People walk under a rainbow coloured umbrella during the GayFest 2010 parade in Bucharest May 22, 2010. Romania is due to have a vote on whether or not to tighten the definition of marriage to specifically refer to a union between a male and a female. Radu Sigheti/Reuters

Romania will vote on whether or not to change the definition of marriage in its constitution, specifying that it can only be a union between a man and a woman.

The nationwide referendum, scheduled for October 6-7, will determine whether or not the description of marriage in Romania will continue to refer to ungendered spouses or specifically mention the relationship between a husband and wife, according to a Constitutional Court vote, Euronews reported.

The decision to hold the vote next month follows a campaign from the group Coalition for Family. The group put together a petition of 3 million signatures in 2016 pushing for a referendum to change the current phrasing of marriage between "spouses" to directly state it is between "a man and a woman."

The lower house of parliament endorsed the idea of a nationwide vote last year and the country's Senate backed the proposal of holding a referendum by 107 votes to 13 during the weekend.

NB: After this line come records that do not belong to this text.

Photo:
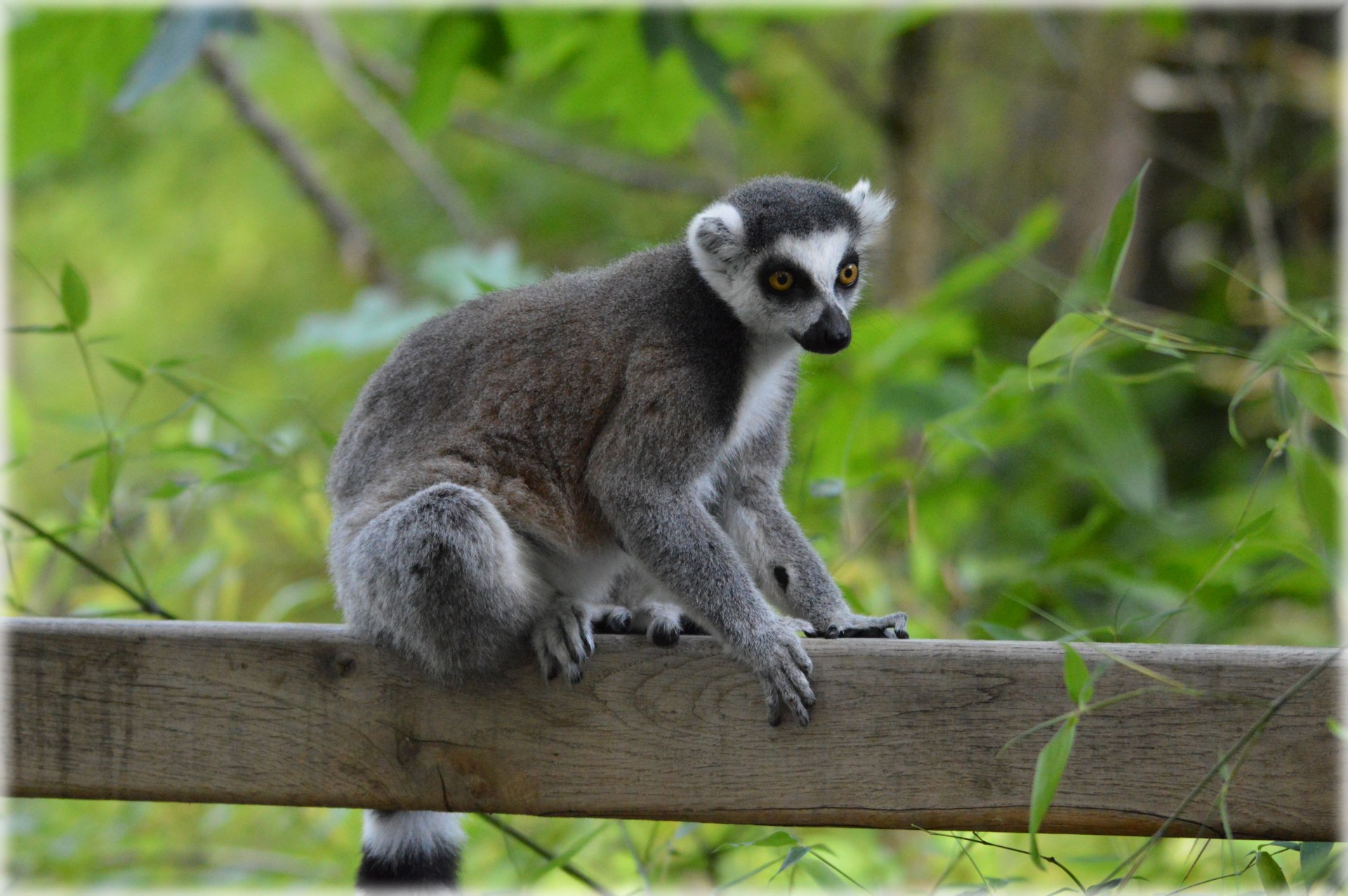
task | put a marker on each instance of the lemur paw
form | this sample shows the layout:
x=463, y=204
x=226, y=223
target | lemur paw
x=784, y=668
x=562, y=640
x=855, y=626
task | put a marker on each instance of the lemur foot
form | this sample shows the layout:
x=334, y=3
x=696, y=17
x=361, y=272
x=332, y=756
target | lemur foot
x=562, y=640
x=784, y=668
x=857, y=626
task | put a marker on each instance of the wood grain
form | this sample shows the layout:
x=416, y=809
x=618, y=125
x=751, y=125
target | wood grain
x=905, y=732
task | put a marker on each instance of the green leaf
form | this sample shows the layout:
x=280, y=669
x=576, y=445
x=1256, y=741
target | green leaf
x=1048, y=775
x=41, y=328
x=1066, y=334
x=170, y=489
x=793, y=856
x=1314, y=391
x=448, y=45
x=1254, y=526
x=1115, y=441
x=178, y=41
x=670, y=29
x=64, y=66
x=1270, y=875
x=823, y=875
x=128, y=371
x=1314, y=862
x=103, y=480
x=568, y=855
x=1076, y=676
x=1036, y=228
x=74, y=297
x=1103, y=275
x=1319, y=491
x=775, y=838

Also in favor of the vote are the main Christian denominations' authorities in the country, namely the Orthodox-Roman Catholic and Greek-Catholic churches.

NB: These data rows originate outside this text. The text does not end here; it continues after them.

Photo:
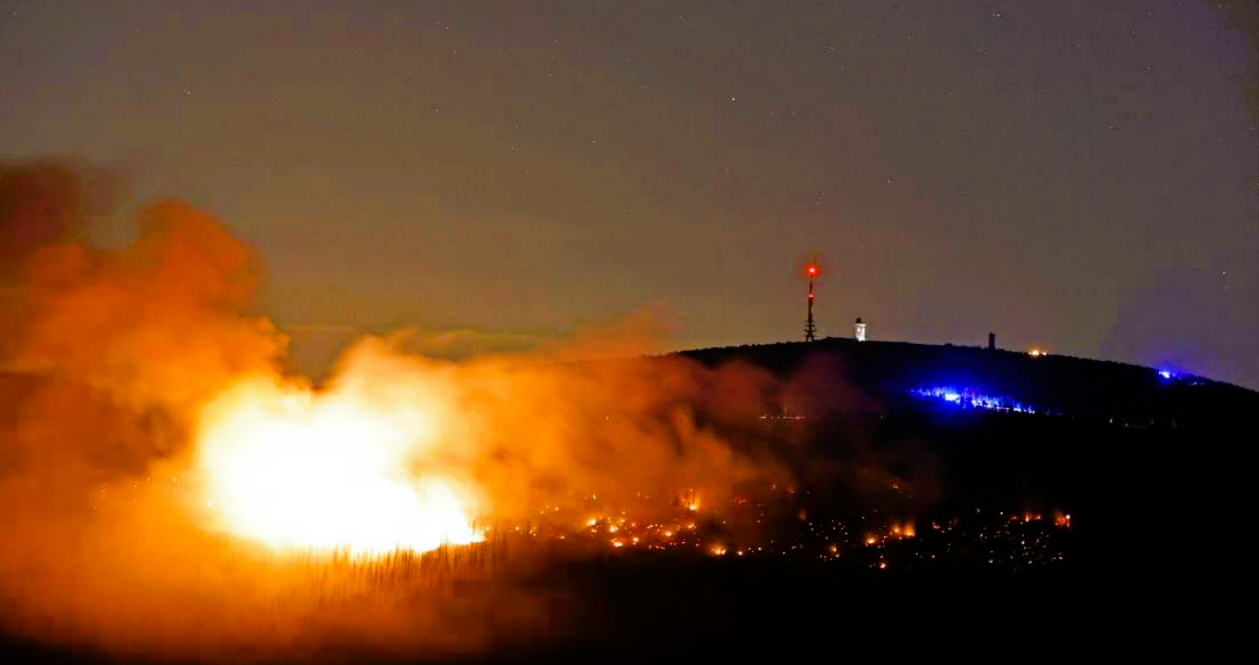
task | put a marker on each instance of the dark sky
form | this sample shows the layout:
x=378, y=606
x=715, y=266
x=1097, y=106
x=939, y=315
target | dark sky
x=1074, y=175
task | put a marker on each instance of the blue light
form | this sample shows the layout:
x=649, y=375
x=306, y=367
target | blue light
x=971, y=397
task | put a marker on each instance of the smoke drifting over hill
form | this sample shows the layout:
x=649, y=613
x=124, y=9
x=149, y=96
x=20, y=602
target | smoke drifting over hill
x=122, y=367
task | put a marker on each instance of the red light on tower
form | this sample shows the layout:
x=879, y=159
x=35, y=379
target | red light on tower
x=810, y=326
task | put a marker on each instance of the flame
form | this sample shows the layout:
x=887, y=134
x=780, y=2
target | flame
x=302, y=471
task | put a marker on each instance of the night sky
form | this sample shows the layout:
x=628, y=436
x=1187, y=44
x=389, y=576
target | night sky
x=1073, y=175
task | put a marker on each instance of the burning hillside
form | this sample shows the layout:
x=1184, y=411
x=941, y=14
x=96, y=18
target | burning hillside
x=159, y=447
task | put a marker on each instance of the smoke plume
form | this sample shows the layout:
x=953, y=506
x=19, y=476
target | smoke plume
x=116, y=363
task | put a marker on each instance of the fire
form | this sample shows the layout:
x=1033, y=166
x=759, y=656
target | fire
x=297, y=471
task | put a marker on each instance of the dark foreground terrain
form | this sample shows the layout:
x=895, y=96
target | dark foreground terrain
x=1147, y=470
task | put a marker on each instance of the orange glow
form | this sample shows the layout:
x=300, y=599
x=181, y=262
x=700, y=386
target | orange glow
x=295, y=471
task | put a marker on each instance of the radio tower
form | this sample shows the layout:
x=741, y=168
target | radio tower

The nationwide poll would need a third of the Eastern European country's 18 million voters to cast their ballots in either side's favor in order for the result, whatever it is, to be considered binding.

Although leading E.U. states such as Germany, France and the United Kingdom have legalized same-sex marriage, many of the bloc's eastern contingent have not. Same-sex marriage or unions in Bulgaria, Poland, Latvia, Lithuania and Slovakia are not legally permitted. However, rights groups have lashed out against the push for a referendum in Romania, fearing that a deliberate change of the terms could represent a step in the opposite direction to many western countries, which have openly welcomed legalizing marriage equality.

LGBT group MozaiQ branded the prospect of a referendum as "immoral" and urged Romanians eligible to vote to boycott it, in the hope that this will stop the issue from hitting the threshold turnout.

There is no E.U.-wide consensus on legalizing the ability of same-sex couples to marry. However, the European Court of Justice took a step closer to that in June, determining even countries that do not recognize marriage equality must still guarantee the residency and freedom of movement that such couples, married elsewhere, rightfully have.